Monday, October 17, 2005

Won't Anyone Think of the Children?

I'm sure this will be all over the blogosphere by now (I saw it in the Times yesterday), but it's a sad Monday at Kellenberg Memorial High School of Uniondale, New York today. Their principal has just cancelled the prom.

Yes, I know - it sounds like the plot of a lost John Hughes movie, or perhaps the straight-to-video sequel to Footloose. But it's true. The Times website requires registration, but there's a similar article at (of all places) The Duluth News-Tribune. But I guess it's not that surprising after all; teens in Duluth are united in mourning with the teens of Uniondale today. For when a prom dies anywhere, it's as if all proms die everywhere.

(The slightly different story I read, by-lined the Associated Press, is here, from Long Island's own Newsday.)

This picture shows some of the sad teens of Kellenberg, who will have to find other, less time-hallowed ways to get utterly drunk, have bad sex, and buy unsuitable formal wear this year. You can see the sadness in their eyes, the knowledge that they'll have to wait until Janet Roccocio's parents go out of town on their annual ski trip to Vail to have that big blow-out kegger that they're dreaming of.
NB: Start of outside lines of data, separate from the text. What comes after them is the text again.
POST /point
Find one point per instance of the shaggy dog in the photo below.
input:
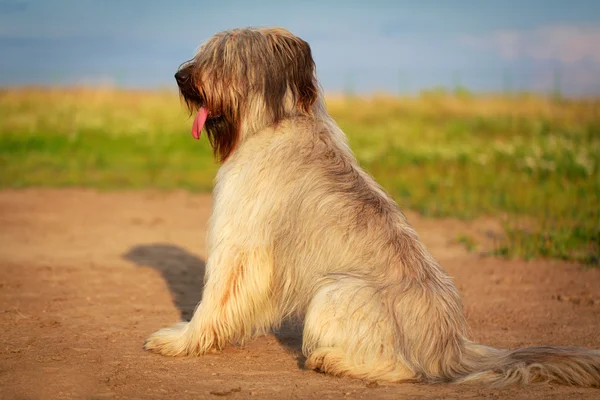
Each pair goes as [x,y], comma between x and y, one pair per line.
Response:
[299,229]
The caption claims that they're "propos[ing] a tamer event," and they may even look happy. But, friends, don't believe it; look at those sad, haunted eyes. All the teens of Kellenberg Memorial are dragging their feet this morning; all of their skies are dark and cloudy. And they may settle for a tamer event, but only if the only other option is to go prom-less.
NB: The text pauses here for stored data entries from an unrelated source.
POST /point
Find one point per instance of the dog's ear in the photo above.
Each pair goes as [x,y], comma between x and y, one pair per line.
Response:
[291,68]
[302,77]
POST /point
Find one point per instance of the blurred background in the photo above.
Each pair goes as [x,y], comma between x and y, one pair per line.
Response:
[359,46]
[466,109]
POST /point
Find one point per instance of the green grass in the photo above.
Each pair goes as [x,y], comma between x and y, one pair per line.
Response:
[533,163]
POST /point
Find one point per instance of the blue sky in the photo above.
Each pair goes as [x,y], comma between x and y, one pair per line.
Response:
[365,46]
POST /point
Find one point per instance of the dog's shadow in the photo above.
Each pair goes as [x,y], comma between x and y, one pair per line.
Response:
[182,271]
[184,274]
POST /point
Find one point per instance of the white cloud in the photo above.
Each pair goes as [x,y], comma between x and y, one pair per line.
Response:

Unlike a John Hughes movie, Kellenberg's principal - Brother Kenneth Hoagland - claims that he's not primarily worried about "the sex/booze/drugs that surround this event, as problematic as they might be." Oh, no. Brother Hoagland, who runs a private school that costs $6,025 a year, is worried about "the flaunting of affluence."

So, kids, here's how it is. Your parents are pretty well-off, you live in a good Long Island town, and you go to a pricey school. But once you start flaunting your affluence, that old debbil gonna get you. So, for now, you need to pretend that you're poor. You'll have plenty of time to break out the flashy cars and the Hamptons beach houses once you're safely into an expensive private college.

I'm not sure I believe Brother Hoagland, but it's an interesting turn of events that he has to deny that stopping Catholic teenagers from drinking, doing drugs and bonking each other is not his primary purpose. I certainly always thought that was the natural role for a principal, particularly one in charge of a parochial school. But we live and learn. Being obviously rich, I see, is worse than a one-night stand with a cheerleader, or smoking with the stoners down by the band-room door.

One last thought: who names a Catholic school "Kellenberg Memorial," anyway? Have we run out of saints? Why, when I was a boy, my friends went to good honest Catholic schools like Sacred Heart of Mary, DePaul, Our Lady of the Valley, and The Flayed Mortal Remains of Our Lord. I for one deplore this modern tendency to make an upstanding Catholic school sound like a hospital in central Ohio.

1 comment:

Lynn Kendall said...

My favorite Catholic high school name: Philadelphia's Father Judge.